In 1995, Greenwood took a break from his touring schedule to spend time with his wife and infant son, Dalton.  Greenwood  build a theater in Sevierville, Tennessee, and in April 1996, the Lee Greenwood Theater opened its doors. This gave Greenwood the opportunity to perform daily shows, in addition to being with his family.   The popular theater operated for five seasons, and closed only  for Greenwood to continue touring.  

 Lee Greenwood has won numerous awards including, Male Vocalist of the year for the Academy of Country Music in 1983, two Male Vocalist of the Year awards from the Country Music Association, 1983 & 1984 and a Grammy for Top Male Vocal Performance in 1985 for “I.O.U.”.   He also won CMA Song of the Year in 1985 for writing “God Bless the USA", and the song  has even  been voted the most recognizable patriotic song in America.  Lee knows personally  what it’s like to have loved ones fighting for the freedom of all Americans as his father served in the Navy & the Merchant Marine in World War II. “USA” is now part of the film for Homeland Security shown when swearing in ne citizens to the United States.

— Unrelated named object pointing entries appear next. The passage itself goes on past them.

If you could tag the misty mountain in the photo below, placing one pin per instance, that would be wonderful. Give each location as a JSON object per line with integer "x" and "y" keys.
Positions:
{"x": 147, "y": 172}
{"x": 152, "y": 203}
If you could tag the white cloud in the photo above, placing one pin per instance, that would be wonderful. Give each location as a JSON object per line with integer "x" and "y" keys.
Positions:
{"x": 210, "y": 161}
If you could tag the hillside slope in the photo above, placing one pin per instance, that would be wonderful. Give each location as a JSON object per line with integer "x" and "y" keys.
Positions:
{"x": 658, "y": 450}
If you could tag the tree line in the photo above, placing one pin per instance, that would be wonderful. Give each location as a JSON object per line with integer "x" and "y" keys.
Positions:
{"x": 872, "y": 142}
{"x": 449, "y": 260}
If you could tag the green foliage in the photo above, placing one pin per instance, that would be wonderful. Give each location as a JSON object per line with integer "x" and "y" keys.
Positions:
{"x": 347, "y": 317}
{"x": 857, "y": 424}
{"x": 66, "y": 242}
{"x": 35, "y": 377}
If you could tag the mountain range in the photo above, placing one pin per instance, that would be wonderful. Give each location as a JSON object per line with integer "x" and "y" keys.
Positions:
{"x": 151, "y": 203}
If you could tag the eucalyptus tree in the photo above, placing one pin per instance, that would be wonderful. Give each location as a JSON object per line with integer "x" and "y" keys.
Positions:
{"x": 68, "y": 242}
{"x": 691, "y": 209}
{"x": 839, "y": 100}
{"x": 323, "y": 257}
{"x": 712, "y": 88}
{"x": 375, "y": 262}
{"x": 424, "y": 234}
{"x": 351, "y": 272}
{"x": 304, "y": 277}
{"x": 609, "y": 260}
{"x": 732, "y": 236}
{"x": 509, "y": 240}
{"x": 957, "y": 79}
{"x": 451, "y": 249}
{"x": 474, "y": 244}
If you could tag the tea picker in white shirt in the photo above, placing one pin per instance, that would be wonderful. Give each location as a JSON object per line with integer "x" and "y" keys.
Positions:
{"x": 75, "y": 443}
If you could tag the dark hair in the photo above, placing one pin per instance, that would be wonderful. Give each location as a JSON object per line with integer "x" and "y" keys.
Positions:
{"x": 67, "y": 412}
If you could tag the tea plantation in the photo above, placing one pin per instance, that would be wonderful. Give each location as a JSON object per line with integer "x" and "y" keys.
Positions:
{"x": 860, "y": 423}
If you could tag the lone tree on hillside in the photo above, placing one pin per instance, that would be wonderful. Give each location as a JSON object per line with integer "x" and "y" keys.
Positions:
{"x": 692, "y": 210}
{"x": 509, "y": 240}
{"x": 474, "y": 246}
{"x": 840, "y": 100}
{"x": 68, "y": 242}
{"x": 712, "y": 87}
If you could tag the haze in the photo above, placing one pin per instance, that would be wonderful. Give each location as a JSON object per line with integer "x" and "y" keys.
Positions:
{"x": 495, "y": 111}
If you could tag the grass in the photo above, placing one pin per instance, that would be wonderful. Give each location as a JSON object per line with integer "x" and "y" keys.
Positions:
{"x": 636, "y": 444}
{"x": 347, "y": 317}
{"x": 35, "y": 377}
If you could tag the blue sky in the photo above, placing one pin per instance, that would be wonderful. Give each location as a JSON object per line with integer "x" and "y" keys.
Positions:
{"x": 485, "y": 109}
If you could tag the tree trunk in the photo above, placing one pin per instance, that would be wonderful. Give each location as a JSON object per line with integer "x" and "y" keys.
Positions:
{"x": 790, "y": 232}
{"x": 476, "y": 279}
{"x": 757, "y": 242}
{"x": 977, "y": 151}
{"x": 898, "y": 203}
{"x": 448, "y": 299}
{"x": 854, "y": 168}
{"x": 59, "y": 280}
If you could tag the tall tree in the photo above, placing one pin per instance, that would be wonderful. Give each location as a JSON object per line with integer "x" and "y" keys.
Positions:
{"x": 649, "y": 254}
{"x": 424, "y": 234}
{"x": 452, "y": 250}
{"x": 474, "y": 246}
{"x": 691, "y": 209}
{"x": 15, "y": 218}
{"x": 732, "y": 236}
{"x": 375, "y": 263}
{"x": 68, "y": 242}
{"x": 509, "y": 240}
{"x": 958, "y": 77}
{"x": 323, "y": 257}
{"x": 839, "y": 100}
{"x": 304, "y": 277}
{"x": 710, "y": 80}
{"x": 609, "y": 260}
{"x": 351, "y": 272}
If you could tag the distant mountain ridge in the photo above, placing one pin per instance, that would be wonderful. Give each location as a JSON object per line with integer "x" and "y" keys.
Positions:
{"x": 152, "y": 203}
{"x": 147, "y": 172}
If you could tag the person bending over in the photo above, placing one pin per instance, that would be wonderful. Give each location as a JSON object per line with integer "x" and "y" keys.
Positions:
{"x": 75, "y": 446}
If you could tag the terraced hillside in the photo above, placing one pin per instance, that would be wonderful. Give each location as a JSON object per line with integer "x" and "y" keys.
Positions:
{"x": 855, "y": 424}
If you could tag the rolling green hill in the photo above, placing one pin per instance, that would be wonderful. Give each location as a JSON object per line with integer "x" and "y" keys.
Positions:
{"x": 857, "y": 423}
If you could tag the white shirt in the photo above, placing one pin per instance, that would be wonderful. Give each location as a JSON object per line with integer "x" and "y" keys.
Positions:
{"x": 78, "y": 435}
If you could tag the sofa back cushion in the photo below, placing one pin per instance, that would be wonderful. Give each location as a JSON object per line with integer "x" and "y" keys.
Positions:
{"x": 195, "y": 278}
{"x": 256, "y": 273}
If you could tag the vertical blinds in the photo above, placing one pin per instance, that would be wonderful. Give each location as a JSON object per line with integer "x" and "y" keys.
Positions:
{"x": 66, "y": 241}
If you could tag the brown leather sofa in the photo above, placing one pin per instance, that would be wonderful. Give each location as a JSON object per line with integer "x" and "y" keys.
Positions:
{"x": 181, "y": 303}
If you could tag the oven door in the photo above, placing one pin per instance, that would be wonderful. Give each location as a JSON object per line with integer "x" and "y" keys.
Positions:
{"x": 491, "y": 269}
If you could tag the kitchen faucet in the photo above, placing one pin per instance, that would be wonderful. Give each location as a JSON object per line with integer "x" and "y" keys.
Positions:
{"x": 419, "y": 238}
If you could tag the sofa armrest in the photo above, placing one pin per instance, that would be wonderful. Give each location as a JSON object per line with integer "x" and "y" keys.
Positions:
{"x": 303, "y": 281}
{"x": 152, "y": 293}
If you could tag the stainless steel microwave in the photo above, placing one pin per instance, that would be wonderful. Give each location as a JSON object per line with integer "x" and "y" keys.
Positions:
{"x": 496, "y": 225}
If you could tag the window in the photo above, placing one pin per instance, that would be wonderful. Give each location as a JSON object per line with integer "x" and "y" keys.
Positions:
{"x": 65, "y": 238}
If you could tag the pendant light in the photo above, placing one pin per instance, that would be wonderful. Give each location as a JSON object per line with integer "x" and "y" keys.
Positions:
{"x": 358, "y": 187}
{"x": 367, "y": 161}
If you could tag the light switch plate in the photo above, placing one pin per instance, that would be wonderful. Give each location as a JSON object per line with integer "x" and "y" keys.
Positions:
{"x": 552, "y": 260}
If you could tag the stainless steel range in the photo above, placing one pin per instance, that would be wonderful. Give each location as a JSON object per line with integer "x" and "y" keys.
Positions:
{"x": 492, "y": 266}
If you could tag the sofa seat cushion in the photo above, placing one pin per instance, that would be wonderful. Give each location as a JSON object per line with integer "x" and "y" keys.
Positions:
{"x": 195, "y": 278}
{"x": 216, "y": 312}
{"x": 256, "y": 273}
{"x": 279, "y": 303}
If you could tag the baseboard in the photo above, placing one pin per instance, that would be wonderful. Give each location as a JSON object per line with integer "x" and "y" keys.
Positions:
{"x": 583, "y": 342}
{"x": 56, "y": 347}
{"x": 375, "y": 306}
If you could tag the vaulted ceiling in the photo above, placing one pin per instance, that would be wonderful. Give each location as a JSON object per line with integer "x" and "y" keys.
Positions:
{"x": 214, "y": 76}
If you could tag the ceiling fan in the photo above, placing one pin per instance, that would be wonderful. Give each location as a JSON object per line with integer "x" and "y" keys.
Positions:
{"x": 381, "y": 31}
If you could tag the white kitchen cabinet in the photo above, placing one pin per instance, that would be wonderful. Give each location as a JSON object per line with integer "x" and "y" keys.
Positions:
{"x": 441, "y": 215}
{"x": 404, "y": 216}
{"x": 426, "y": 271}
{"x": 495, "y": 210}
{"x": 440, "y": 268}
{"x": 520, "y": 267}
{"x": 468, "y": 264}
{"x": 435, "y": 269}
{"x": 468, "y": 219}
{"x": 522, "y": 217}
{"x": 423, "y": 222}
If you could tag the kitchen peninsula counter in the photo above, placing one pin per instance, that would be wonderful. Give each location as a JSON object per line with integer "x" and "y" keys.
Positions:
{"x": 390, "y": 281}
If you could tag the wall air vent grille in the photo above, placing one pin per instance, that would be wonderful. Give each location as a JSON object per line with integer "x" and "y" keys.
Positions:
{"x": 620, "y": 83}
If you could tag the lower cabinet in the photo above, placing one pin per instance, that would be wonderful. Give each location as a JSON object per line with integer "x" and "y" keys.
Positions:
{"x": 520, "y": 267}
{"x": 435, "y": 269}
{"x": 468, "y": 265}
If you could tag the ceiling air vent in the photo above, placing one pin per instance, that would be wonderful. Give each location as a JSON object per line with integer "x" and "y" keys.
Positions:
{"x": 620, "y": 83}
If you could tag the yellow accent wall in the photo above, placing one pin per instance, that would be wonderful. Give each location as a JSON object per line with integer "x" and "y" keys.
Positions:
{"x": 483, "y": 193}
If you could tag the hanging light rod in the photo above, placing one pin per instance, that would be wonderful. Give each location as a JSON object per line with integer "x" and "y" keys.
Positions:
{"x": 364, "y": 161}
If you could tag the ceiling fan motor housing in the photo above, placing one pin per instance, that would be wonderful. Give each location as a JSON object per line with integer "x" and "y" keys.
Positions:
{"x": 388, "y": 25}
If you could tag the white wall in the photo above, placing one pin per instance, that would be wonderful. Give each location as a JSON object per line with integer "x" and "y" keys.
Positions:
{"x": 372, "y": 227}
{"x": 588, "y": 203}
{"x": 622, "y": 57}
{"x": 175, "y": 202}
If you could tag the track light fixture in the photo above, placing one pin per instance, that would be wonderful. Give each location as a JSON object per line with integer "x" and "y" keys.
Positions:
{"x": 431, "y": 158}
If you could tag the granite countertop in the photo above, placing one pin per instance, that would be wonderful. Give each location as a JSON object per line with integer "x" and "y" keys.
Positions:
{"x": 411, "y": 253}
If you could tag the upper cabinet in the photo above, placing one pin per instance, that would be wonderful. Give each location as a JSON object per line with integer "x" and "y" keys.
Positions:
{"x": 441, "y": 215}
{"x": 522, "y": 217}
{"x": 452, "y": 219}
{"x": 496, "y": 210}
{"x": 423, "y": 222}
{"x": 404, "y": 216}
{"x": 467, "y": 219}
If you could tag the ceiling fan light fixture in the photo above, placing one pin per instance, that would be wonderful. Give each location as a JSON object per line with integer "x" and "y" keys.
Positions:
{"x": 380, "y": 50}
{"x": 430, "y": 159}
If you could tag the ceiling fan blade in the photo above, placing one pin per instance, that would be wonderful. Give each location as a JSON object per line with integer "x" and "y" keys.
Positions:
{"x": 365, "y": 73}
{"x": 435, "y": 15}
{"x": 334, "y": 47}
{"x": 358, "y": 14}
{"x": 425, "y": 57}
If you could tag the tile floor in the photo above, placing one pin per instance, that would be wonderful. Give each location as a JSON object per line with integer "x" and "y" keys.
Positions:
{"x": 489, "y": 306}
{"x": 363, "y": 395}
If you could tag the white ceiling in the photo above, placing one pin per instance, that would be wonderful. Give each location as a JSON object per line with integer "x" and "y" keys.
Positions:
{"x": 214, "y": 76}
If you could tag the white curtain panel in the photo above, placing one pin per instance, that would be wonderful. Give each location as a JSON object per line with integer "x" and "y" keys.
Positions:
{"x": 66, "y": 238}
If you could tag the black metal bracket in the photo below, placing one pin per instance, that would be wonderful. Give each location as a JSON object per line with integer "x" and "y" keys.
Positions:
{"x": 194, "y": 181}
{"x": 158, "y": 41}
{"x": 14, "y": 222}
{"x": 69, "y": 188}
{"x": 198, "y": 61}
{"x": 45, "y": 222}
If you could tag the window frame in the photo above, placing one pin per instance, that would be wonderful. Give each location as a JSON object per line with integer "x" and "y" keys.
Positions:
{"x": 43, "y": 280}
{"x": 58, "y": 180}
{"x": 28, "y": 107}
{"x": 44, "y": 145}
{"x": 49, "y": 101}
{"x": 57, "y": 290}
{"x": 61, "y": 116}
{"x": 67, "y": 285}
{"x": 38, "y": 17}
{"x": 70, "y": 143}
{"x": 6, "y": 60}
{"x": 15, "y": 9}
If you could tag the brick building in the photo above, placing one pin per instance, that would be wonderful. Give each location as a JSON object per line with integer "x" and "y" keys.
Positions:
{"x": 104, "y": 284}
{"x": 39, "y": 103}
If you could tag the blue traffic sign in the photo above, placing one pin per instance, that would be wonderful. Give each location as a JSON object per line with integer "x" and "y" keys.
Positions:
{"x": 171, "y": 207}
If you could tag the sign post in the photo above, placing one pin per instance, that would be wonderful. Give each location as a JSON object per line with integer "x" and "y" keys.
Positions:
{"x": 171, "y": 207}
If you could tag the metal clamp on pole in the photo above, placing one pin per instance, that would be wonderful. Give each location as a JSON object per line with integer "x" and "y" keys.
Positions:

“God Bless the USA” succeeded  beyond what Greenwood expected when he wrote it in the back of his tour bus in 1983.  The song earned the Congressional Medal of Honor Society's Patriot Award and a Points of Light Foundation Award.  Greenwood  has said “USA is the song I always felt the need to write. I wanted to have something that would unite Americans from coast to coast,  and to instill pride back in the United States. The song represents my family, my community and those men & women who have paid the price for the freedoms we all love & enjoy."    


Lee and his wife, Kimberly, a former Miss Tennessee U.S.A. , fell in love on his 1989 USO/DOD tour. They were married in Nashville in 1992 and have two sons, Dalton and Parker.   With great pride Lee advised that Kimberly  is still involved with Miss Tennessee U.S.A. as a director of three states.   They reside in Franklin Tennessee  and as a very proud father, Lee advised that Dalton is obtaining his PHD in cancer research and Parker is obtaining his degree in Musical Composition and  composes music for video games and movies. 


Lee described the best thing about being in the music industry is the ability to be artistic.   Even now, when he plays songs he has done for years with the addition of extra instruments, the richness and thrill of the passion he finds in music is renewed.    


Greenwood has just finished rerecording  20 of his favorite songs.   The yet to be named CD, there is presently a contest to chose the name,  will likely be released in the spring of 2020.    Lee Greenwood continues to thrive, tour and live his passion in music, the lesson he learned a long time ago on a farm in Sacramento.